Dynamical Transitions of Cellular States
During embryonic development, cells progressively and irreversibly become restricted in their potential to become different parts of the adult body. The goal of this project is to discover the mechanisms that generate directed dynamics in development. Mathematical inquisition of cell states within Xenopus embryos and mouse ES cells will be performed. Dynamical systems modeling will connect the small-scale features of the embryonic gene regulatory network to its emergent properties.
Growth and Environment
Environmental temperature and diet are two variables that are omnipresent features of life, and both have complex effects on the growth of organisms as they develop. The goal of this project is to provide a rigorous and principled language with which to describe and explore the phenomenon of adaptive responses to environment. The roundworm Caenorhabditis elegans will be used to learn the emergent mathematical rules relating temperature and diet to growth. What are the genomic and metabolic underpinnings of these rules?
Organisms metabolize, grow, and develop in ways that are dependent on the rhythmically changing light and temperature conditions driven by the earth's daily rotation. The goal of this project is focused on the complex interactions between gene regulatory networks and environmental cycles to modulate growth. New mathematical methods will be developed for cycling and transient expression of Drosophila growth-control genes that can assess the dimension of the dynamics. Can dynamical models exhibit the observed collective patterns?
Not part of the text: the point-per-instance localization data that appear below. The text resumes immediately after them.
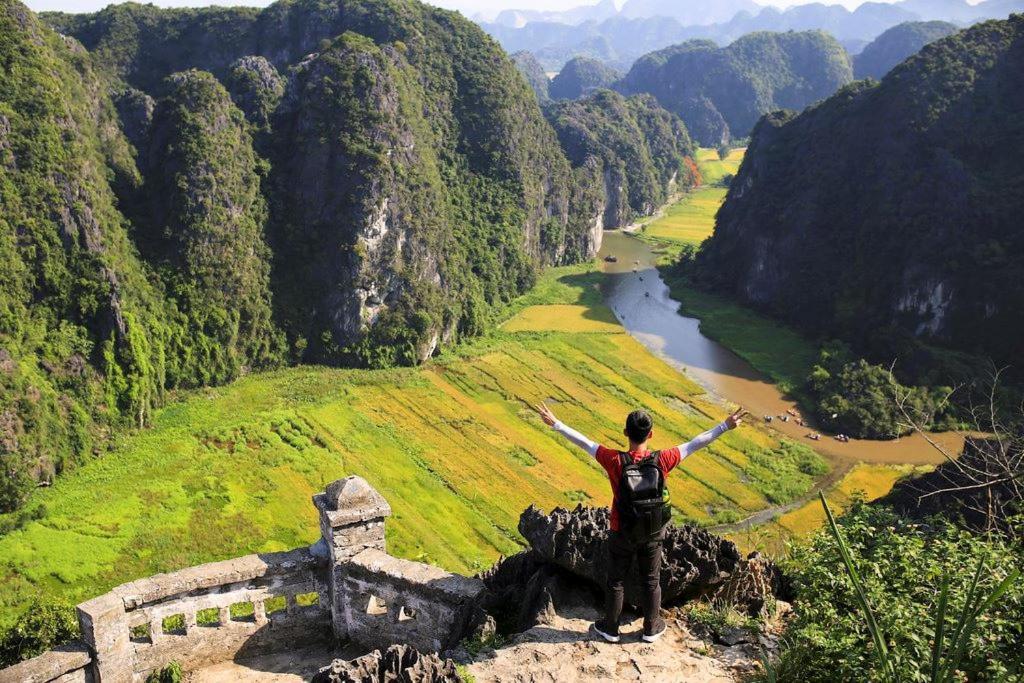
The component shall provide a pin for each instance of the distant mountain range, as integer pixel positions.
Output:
(889, 214)
(644, 26)
(897, 44)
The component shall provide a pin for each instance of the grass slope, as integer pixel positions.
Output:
(865, 480)
(692, 219)
(453, 445)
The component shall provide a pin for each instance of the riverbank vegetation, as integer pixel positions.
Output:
(691, 220)
(453, 444)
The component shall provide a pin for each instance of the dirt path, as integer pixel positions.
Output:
(563, 650)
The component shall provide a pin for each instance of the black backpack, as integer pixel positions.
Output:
(643, 508)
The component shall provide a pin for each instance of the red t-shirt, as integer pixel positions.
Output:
(667, 461)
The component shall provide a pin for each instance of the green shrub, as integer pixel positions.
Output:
(43, 626)
(902, 566)
(853, 396)
(170, 674)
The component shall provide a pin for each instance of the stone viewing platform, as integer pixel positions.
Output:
(343, 609)
(343, 589)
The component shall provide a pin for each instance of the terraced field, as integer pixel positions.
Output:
(866, 481)
(453, 445)
(692, 219)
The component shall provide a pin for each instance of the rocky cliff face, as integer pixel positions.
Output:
(695, 562)
(373, 179)
(912, 237)
(635, 151)
(531, 70)
(204, 232)
(707, 85)
(582, 76)
(82, 330)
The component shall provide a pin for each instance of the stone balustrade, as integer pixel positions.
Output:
(344, 587)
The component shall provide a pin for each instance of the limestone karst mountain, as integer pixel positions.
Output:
(721, 92)
(903, 233)
(897, 44)
(190, 195)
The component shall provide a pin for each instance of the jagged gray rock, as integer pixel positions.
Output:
(754, 583)
(524, 591)
(398, 663)
(695, 561)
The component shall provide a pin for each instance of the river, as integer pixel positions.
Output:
(641, 302)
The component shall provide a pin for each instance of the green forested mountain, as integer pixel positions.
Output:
(638, 151)
(582, 76)
(890, 214)
(84, 328)
(897, 44)
(196, 194)
(531, 70)
(721, 92)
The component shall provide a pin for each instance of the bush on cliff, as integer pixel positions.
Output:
(43, 626)
(855, 397)
(902, 564)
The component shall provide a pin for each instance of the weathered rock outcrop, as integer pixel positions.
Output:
(256, 88)
(695, 561)
(398, 663)
(206, 231)
(524, 590)
(753, 585)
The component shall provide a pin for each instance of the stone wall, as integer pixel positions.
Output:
(344, 587)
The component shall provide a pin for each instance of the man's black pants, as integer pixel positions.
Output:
(622, 550)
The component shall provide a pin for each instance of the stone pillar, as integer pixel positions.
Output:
(103, 624)
(351, 516)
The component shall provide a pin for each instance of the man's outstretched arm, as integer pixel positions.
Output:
(566, 431)
(700, 440)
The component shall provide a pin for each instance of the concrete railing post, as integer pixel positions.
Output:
(351, 516)
(103, 624)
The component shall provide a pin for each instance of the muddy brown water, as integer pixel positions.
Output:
(641, 302)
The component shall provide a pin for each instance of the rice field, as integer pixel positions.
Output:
(691, 220)
(453, 444)
(864, 481)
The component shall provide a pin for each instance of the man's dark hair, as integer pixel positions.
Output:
(638, 425)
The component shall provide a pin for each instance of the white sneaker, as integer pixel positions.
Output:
(654, 636)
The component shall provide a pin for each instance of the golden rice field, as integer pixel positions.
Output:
(868, 481)
(454, 445)
(691, 220)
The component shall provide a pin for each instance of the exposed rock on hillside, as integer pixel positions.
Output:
(637, 148)
(398, 663)
(256, 88)
(531, 70)
(913, 237)
(757, 74)
(580, 77)
(695, 561)
(404, 263)
(206, 224)
(415, 185)
(82, 326)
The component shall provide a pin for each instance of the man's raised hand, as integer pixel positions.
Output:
(546, 414)
(735, 419)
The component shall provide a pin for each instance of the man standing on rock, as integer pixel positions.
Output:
(639, 510)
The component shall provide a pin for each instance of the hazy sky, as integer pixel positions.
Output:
(468, 7)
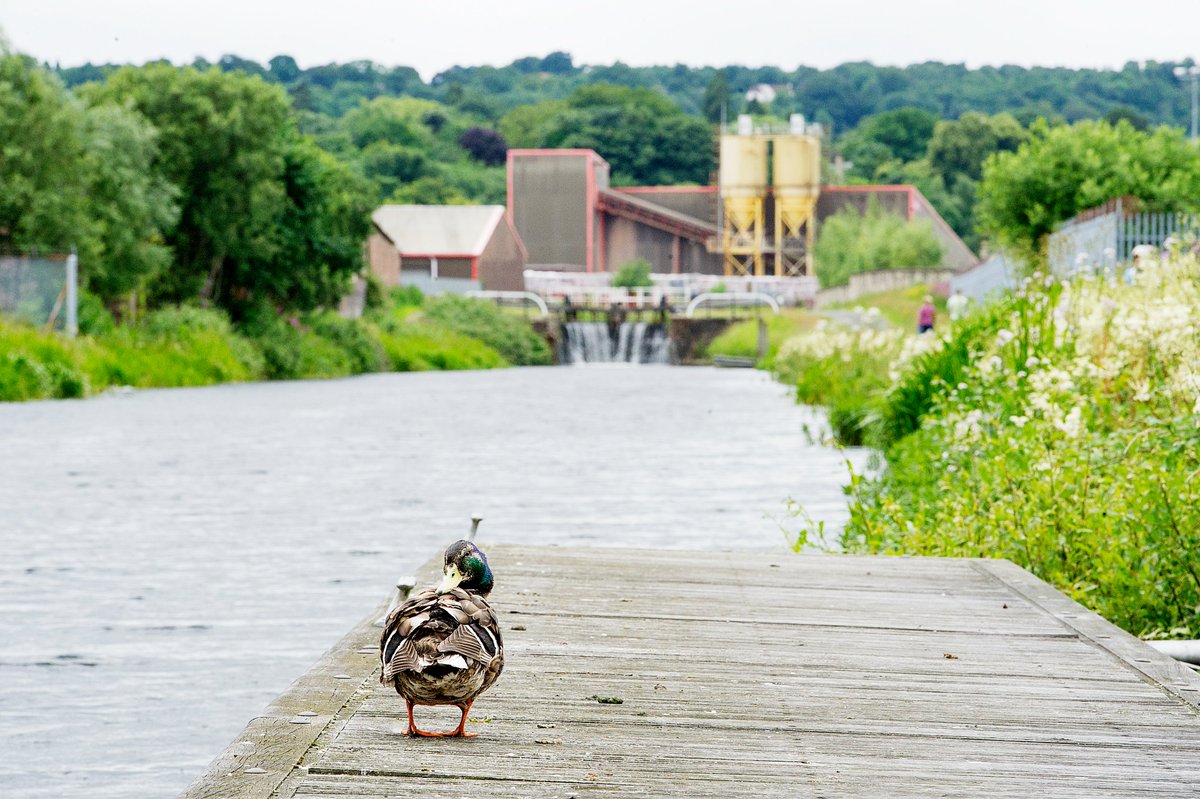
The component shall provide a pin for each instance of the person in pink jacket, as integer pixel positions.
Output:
(925, 316)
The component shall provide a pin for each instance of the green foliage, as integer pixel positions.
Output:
(851, 242)
(352, 337)
(642, 134)
(407, 296)
(901, 134)
(1056, 427)
(420, 347)
(510, 336)
(635, 274)
(94, 317)
(741, 338)
(35, 366)
(1062, 170)
(41, 163)
(851, 388)
(264, 215)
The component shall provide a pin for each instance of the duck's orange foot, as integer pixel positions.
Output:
(412, 727)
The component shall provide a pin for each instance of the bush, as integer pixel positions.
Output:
(424, 347)
(514, 338)
(1060, 427)
(364, 353)
(175, 346)
(94, 317)
(852, 242)
(635, 274)
(405, 296)
(36, 366)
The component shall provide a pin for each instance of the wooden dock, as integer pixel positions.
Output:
(747, 674)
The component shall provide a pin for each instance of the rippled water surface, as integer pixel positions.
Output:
(173, 559)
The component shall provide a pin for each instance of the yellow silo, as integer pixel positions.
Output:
(797, 184)
(743, 179)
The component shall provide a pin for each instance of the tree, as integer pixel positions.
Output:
(283, 68)
(1062, 170)
(42, 182)
(388, 119)
(959, 148)
(262, 217)
(645, 137)
(634, 274)
(318, 235)
(485, 144)
(852, 242)
(131, 206)
(76, 176)
(717, 97)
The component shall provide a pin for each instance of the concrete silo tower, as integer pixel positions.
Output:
(795, 156)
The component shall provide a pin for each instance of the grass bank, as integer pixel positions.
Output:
(190, 347)
(1059, 427)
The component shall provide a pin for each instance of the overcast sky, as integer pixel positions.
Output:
(432, 35)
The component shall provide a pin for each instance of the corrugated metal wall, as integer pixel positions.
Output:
(550, 205)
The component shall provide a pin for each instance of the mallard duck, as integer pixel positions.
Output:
(443, 646)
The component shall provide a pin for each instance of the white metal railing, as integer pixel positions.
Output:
(679, 288)
(733, 299)
(525, 296)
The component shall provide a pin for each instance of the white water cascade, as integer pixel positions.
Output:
(633, 342)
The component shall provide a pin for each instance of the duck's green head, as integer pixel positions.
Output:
(466, 568)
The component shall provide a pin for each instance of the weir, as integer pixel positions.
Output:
(673, 673)
(600, 342)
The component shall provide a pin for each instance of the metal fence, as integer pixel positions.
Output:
(41, 290)
(1103, 238)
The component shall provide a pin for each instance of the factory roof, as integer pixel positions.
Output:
(438, 229)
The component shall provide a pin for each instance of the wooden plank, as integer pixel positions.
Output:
(750, 674)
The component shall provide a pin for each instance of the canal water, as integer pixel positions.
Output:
(173, 559)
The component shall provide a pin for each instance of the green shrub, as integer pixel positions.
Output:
(94, 317)
(405, 296)
(39, 366)
(852, 242)
(424, 347)
(741, 338)
(514, 338)
(635, 274)
(353, 337)
(1059, 427)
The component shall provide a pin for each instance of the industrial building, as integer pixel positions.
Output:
(447, 247)
(760, 220)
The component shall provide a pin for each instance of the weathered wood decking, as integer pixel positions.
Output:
(753, 676)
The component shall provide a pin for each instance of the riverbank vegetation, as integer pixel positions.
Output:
(851, 242)
(187, 346)
(1059, 427)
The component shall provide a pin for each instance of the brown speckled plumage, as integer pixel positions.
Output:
(442, 648)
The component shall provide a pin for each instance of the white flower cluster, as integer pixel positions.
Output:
(828, 340)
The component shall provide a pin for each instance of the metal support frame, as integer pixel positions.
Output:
(732, 299)
(795, 222)
(743, 238)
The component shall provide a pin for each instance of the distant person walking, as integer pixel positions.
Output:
(925, 316)
(957, 305)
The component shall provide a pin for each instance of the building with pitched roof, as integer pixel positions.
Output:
(447, 248)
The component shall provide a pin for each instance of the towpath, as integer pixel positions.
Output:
(747, 674)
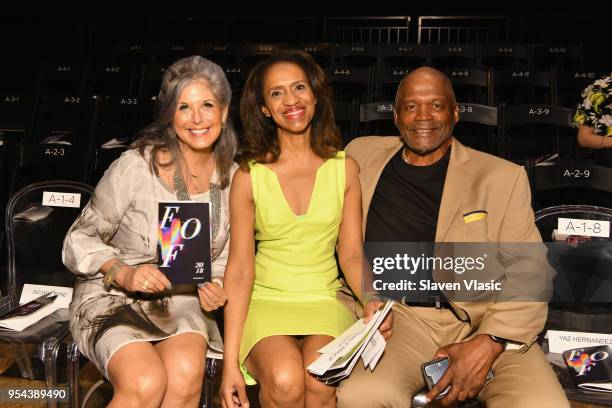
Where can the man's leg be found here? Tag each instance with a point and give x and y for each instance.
(524, 380)
(397, 375)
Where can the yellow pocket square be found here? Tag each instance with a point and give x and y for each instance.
(474, 216)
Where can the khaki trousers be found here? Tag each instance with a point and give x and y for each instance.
(522, 380)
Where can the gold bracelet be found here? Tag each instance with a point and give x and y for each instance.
(109, 278)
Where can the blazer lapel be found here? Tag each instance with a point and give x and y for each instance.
(455, 185)
(369, 179)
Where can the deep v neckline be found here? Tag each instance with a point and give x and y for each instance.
(312, 193)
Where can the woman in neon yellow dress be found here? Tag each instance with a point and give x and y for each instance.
(294, 200)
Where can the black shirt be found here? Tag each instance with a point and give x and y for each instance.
(406, 201)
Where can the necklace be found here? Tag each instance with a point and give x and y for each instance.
(195, 178)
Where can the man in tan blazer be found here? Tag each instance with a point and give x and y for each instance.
(427, 184)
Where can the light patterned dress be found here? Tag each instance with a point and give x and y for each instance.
(120, 221)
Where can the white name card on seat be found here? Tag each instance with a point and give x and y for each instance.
(59, 199)
(585, 228)
(31, 292)
(560, 341)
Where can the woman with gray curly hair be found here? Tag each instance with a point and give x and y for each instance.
(147, 337)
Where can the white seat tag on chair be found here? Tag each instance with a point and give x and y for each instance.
(59, 199)
(31, 292)
(585, 228)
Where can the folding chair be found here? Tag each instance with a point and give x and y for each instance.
(44, 210)
(582, 298)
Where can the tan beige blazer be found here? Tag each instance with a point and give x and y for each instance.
(474, 181)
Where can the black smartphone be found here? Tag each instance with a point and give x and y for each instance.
(30, 307)
(433, 371)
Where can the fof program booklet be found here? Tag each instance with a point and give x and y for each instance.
(184, 242)
(339, 357)
(591, 367)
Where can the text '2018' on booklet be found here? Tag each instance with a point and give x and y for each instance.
(184, 242)
(591, 367)
(339, 357)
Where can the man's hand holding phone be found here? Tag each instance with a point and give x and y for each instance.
(468, 364)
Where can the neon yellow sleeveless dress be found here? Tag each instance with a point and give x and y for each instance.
(296, 276)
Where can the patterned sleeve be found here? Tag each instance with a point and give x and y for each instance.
(88, 242)
(595, 110)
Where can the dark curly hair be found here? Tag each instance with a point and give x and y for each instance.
(260, 132)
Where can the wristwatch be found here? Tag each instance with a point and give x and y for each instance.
(499, 340)
(109, 277)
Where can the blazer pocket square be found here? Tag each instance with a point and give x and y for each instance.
(474, 216)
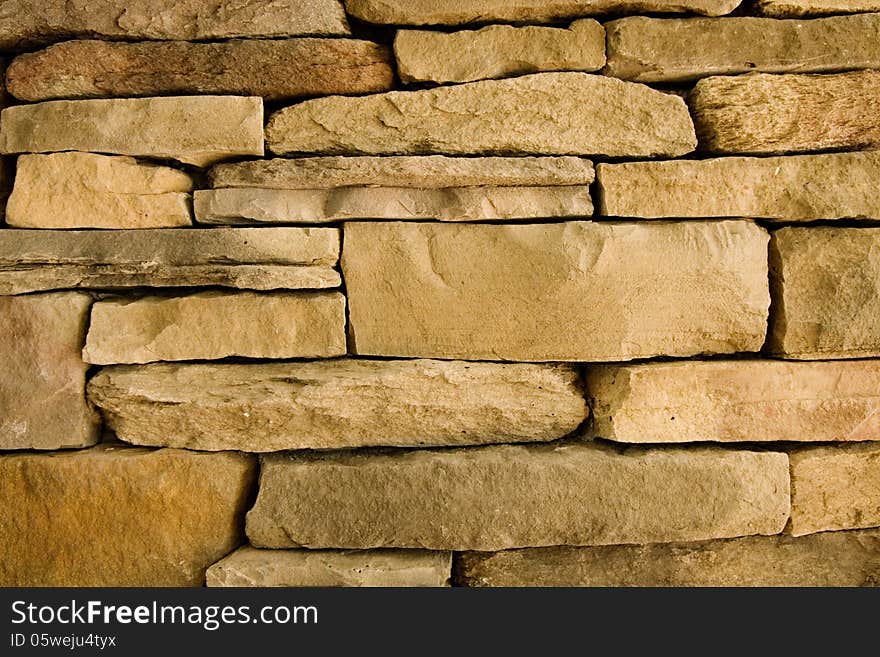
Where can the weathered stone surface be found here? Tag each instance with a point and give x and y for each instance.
(835, 488)
(248, 258)
(246, 206)
(541, 114)
(826, 293)
(28, 22)
(498, 51)
(251, 567)
(421, 171)
(498, 497)
(42, 391)
(458, 12)
(196, 130)
(568, 291)
(112, 516)
(793, 188)
(832, 559)
(275, 70)
(736, 401)
(279, 325)
(338, 403)
(681, 49)
(761, 113)
(85, 190)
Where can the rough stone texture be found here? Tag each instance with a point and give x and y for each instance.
(196, 130)
(793, 188)
(250, 567)
(541, 114)
(491, 498)
(112, 516)
(29, 22)
(42, 391)
(85, 190)
(826, 293)
(834, 559)
(761, 113)
(458, 12)
(736, 401)
(338, 403)
(420, 171)
(567, 291)
(249, 258)
(498, 51)
(275, 70)
(279, 325)
(835, 488)
(246, 206)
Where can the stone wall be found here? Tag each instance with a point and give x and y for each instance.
(431, 292)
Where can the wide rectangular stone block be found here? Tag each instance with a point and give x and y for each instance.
(791, 188)
(736, 401)
(111, 516)
(832, 559)
(338, 404)
(492, 498)
(540, 114)
(212, 325)
(197, 130)
(248, 566)
(577, 291)
(248, 258)
(835, 488)
(42, 390)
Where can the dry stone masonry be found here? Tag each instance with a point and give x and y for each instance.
(440, 293)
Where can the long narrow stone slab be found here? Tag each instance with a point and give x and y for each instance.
(42, 390)
(247, 258)
(85, 190)
(338, 404)
(260, 206)
(761, 113)
(196, 130)
(273, 69)
(826, 293)
(577, 291)
(540, 114)
(736, 401)
(793, 188)
(253, 325)
(492, 498)
(112, 516)
(251, 567)
(682, 49)
(831, 559)
(835, 488)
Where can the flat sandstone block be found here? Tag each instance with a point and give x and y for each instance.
(736, 401)
(273, 69)
(792, 188)
(498, 51)
(112, 516)
(247, 258)
(212, 325)
(85, 190)
(492, 498)
(42, 392)
(251, 567)
(577, 291)
(835, 488)
(197, 130)
(338, 403)
(541, 114)
(832, 559)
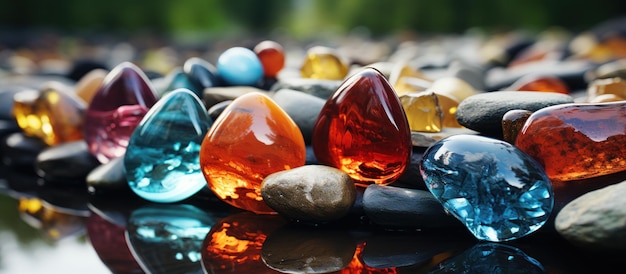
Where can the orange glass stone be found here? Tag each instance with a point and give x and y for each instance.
(323, 63)
(577, 141)
(251, 139)
(271, 56)
(422, 111)
(540, 83)
(234, 244)
(512, 123)
(88, 85)
(55, 115)
(405, 79)
(362, 130)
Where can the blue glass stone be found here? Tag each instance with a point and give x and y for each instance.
(239, 67)
(490, 258)
(162, 160)
(496, 190)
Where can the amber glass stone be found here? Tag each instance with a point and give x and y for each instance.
(512, 123)
(272, 57)
(323, 63)
(251, 139)
(55, 115)
(422, 111)
(405, 79)
(234, 244)
(611, 86)
(577, 141)
(88, 85)
(540, 83)
(362, 130)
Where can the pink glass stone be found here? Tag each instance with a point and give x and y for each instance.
(577, 141)
(362, 130)
(116, 109)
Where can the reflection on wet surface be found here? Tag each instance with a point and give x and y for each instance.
(63, 229)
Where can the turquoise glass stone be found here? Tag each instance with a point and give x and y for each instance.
(239, 67)
(162, 160)
(496, 190)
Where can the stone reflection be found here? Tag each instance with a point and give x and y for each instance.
(490, 258)
(55, 223)
(308, 250)
(109, 241)
(234, 244)
(167, 238)
(417, 252)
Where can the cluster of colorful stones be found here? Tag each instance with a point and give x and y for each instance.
(171, 147)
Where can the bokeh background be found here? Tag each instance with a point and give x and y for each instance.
(301, 18)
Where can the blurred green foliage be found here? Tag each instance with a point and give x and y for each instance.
(304, 17)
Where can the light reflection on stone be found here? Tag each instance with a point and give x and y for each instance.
(167, 238)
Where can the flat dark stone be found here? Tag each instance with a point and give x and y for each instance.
(483, 112)
(20, 151)
(316, 87)
(68, 161)
(395, 207)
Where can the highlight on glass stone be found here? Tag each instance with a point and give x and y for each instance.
(162, 161)
(497, 191)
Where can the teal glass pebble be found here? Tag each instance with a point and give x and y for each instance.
(162, 160)
(496, 190)
(239, 66)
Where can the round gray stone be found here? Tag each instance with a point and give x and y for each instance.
(596, 219)
(311, 193)
(483, 112)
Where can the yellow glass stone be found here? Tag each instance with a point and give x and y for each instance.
(89, 84)
(422, 111)
(323, 63)
(54, 114)
(452, 87)
(27, 120)
(404, 78)
(615, 86)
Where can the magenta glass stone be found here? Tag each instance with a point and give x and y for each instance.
(115, 111)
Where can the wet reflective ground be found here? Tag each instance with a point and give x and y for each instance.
(62, 229)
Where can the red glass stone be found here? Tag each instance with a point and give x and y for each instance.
(251, 139)
(234, 244)
(362, 130)
(540, 83)
(116, 109)
(272, 57)
(577, 141)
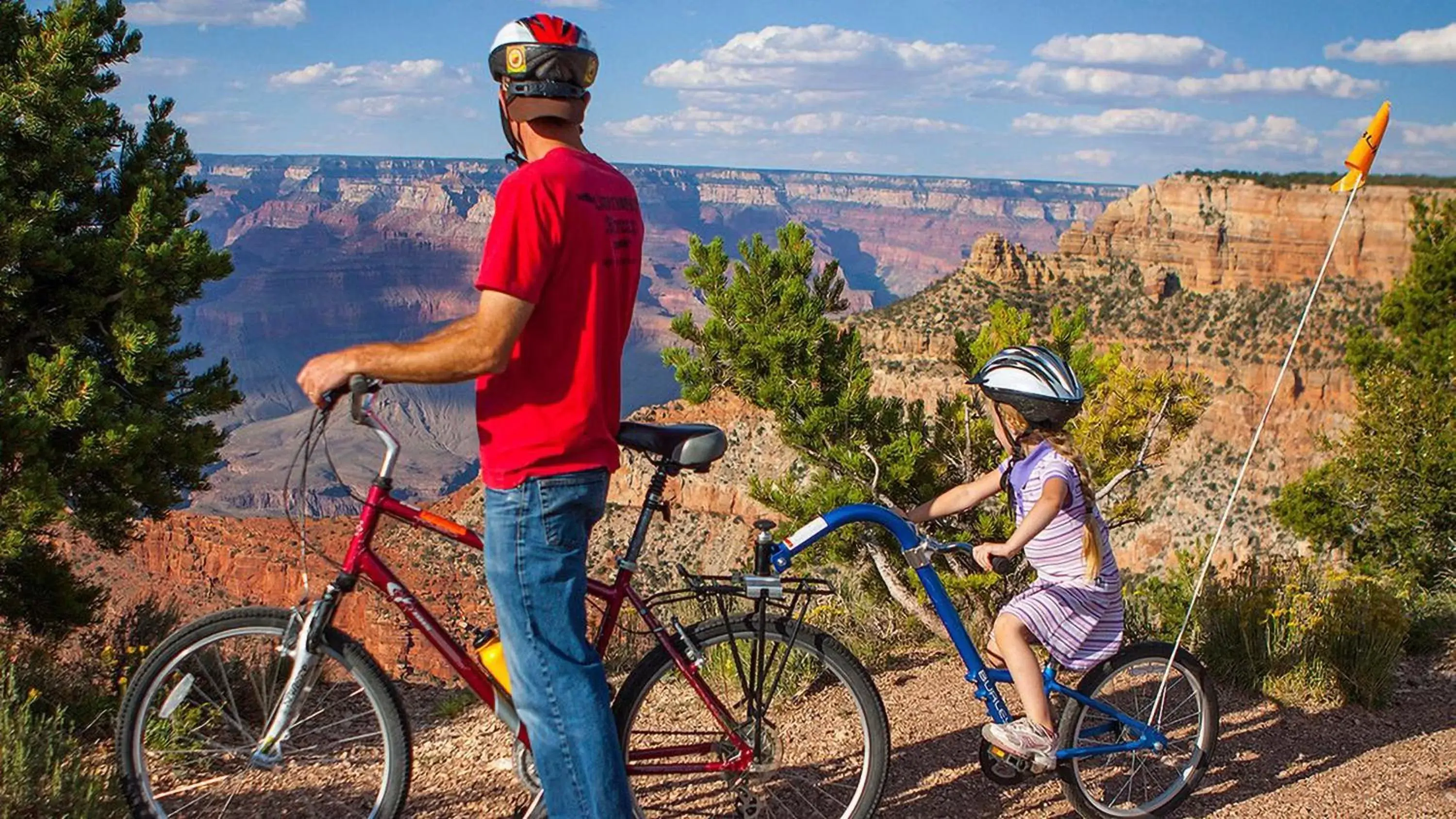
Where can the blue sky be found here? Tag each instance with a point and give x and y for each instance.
(1114, 91)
Development and Stochasticity
Over time, protein numbers randomly fluctuate for each and every gene within a cell. The goal of this project is to assess the scale of developmental variability that is caused by stochastic processes linked to gene regulation. This will involve exploring the dynamical systems that transform micro-scale molecular stochasticity into macro-scale developmental outcomes in Drosophila. Study will be done on how the topology of the underlying genetic circuits constrains system-level stochastic features.